SHELBY, Circuit Judge,

after stating the case as above, delivered the opinion of the court.

In this, as in every case coming to this court on writ of error, we are only to examine questions of law. The evidence is not brought here to be reviewed. We must assume, therefore, that the evidence was sufficient to substantiate the charges in the indictment that the plaintiff in error, with others, fraudulently devised the scheme to defraud, and that this scheme was to be carried on .and effected by the use and means of the post-office establishment of the United States^ and that the scheme was carried out with the intention and purposes as charged. So far, therefore, as the moral element is concerned, it must be taken in this court that the guilt of the plaintiff in error was established. The record and assignment of errors raise three questions to be decided: (i) Is the indictment fatally defective because it fails to charge W. J. Hume with the commission of any offense? (2) Is the indictment fatally defective because the dates therein stated are repugnant and contradictory? (3) Did the court err in instructing the jury as stated in the bill of exceptions? If any one of these questions is answered in the affirmative, it would be our duty to reverse the judgment; but if they are all properly answered in the negative, and the trial court has not erred, it is equally our duty to affirm the judgment.
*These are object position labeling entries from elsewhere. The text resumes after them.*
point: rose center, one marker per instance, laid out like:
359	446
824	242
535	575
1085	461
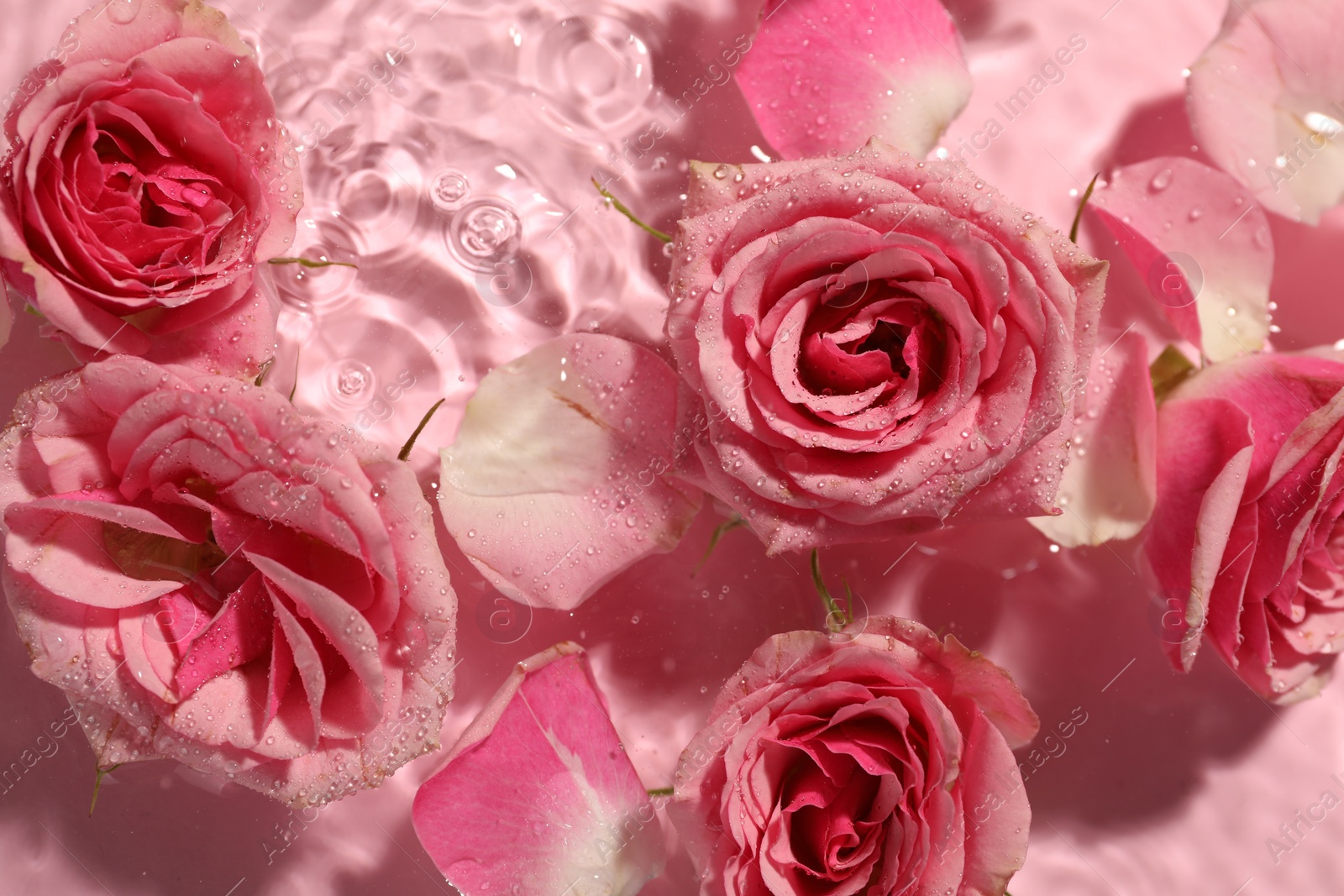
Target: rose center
891	338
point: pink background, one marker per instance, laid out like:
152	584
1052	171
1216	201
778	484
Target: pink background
1171	786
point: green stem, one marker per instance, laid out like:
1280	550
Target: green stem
97	785
308	262
407	449
837	617
723	528
265	369
618	206
1082	203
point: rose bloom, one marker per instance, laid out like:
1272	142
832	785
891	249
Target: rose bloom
1247	542
875	344
214	578
143	184
871	762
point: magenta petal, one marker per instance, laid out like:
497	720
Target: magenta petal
1202	244
239	633
827	76
538	797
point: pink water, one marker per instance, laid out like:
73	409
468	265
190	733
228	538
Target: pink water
448	152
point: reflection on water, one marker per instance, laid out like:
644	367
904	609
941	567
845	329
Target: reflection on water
447	155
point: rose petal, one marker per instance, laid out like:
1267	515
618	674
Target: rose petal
1173	214
1205	449
580	822
65	553
1109	485
1267	101
561	474
827	76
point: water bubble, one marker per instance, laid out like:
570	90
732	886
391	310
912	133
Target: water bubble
483	233
449	188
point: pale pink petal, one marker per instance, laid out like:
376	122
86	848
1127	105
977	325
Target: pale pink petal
996	809
1202	244
827	76
539	797
1109	485
953	671
561	473
1205	450
1267	101
65	553
233	342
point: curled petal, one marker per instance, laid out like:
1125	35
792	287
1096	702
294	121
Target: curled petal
827	76
1267	101
562	473
1202	244
578	821
1109	485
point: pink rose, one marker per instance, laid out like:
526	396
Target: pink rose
214	578
144	183
1247	542
877	344
873	762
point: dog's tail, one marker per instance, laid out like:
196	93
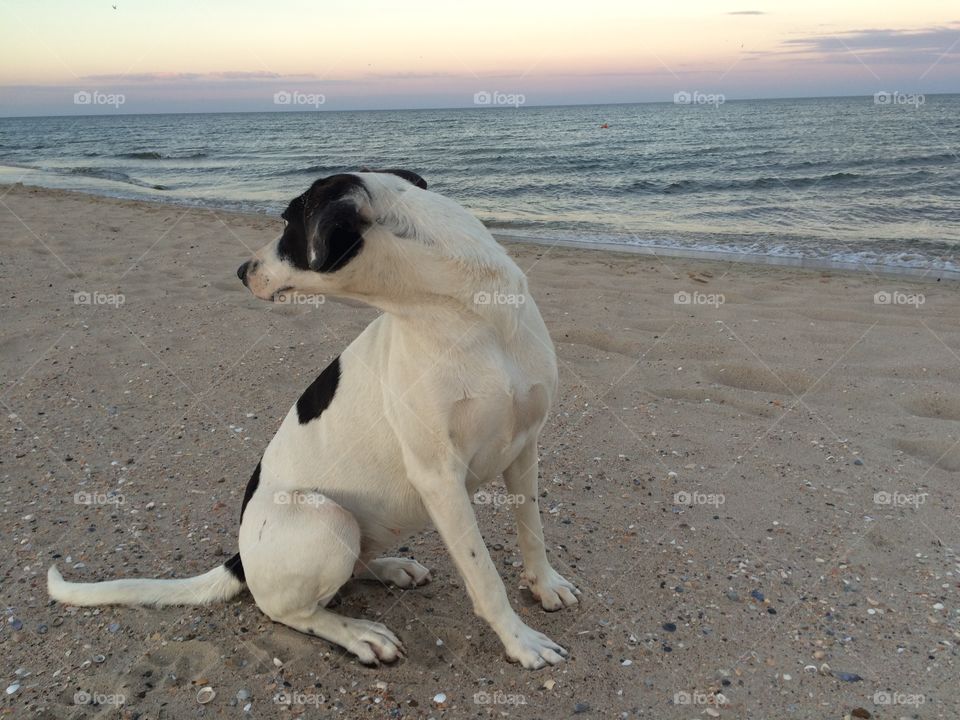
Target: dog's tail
217	585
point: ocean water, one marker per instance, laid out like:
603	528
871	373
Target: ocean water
842	180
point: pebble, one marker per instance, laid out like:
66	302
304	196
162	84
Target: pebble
846	677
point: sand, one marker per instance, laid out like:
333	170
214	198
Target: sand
756	491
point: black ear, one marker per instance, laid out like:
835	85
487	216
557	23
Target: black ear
407	175
334	235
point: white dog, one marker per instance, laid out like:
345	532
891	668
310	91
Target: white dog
442	393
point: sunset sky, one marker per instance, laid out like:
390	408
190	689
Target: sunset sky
235	56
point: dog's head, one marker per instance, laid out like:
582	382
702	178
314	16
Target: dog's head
325	232
381	238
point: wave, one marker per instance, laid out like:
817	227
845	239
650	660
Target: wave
154	155
115	176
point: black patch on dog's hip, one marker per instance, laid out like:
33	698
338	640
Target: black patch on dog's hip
320	394
235	567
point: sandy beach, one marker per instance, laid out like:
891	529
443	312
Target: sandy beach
751	473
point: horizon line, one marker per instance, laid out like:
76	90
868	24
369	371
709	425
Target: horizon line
456	107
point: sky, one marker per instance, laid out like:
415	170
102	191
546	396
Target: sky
91	57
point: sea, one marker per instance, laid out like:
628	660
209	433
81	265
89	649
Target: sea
860	182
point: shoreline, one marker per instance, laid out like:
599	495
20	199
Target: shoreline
656	251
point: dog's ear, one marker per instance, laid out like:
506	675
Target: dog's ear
407	175
334	234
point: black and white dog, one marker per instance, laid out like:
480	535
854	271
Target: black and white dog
445	391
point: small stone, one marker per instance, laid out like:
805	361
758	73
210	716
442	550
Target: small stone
846	677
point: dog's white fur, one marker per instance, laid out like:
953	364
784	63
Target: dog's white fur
438	396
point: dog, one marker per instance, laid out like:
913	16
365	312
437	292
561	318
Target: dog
445	391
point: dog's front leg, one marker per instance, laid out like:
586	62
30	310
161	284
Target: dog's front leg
547	585
445	497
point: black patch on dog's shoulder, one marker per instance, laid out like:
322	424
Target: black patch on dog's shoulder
235	567
326	216
251	489
318	396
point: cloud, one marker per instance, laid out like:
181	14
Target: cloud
922	45
158	77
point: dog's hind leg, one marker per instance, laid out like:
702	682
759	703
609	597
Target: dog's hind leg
298	548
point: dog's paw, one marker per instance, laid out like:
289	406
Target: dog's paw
532	649
552	589
402	572
372	642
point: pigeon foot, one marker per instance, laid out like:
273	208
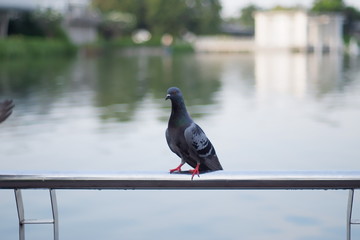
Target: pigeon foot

1. Section 5480 of the United States Revised Statutes, as amended by the act of March 2, 1889 (25 Stat. 873 [U. S. Comp. St. 1901, p. 3696]), so far as it is applicable to this case, is as follows:

“If any person', having devised or intended to devise any scheme or artifice to defraud * * * to he effected by either opening or intending to open correspondence or communication with any person, whether resident within or outside the United States, by means of the postoffice establishment of the United States, or by inciting such other person or any person to open communication with the person so devising or intending, shall, in and for executing such scheme or artifice, or attempting so to do, place or caused to be placed any letter * * * in any postoffice * * * of the United States, to be sent or delivered by the said postoffice establishment, * * * such person so misusing the postoffiee establishment shall, upon conviction, be punishable by a fine of not more than $500 and by imprisonment for not more than 18 months, or by both,” etc.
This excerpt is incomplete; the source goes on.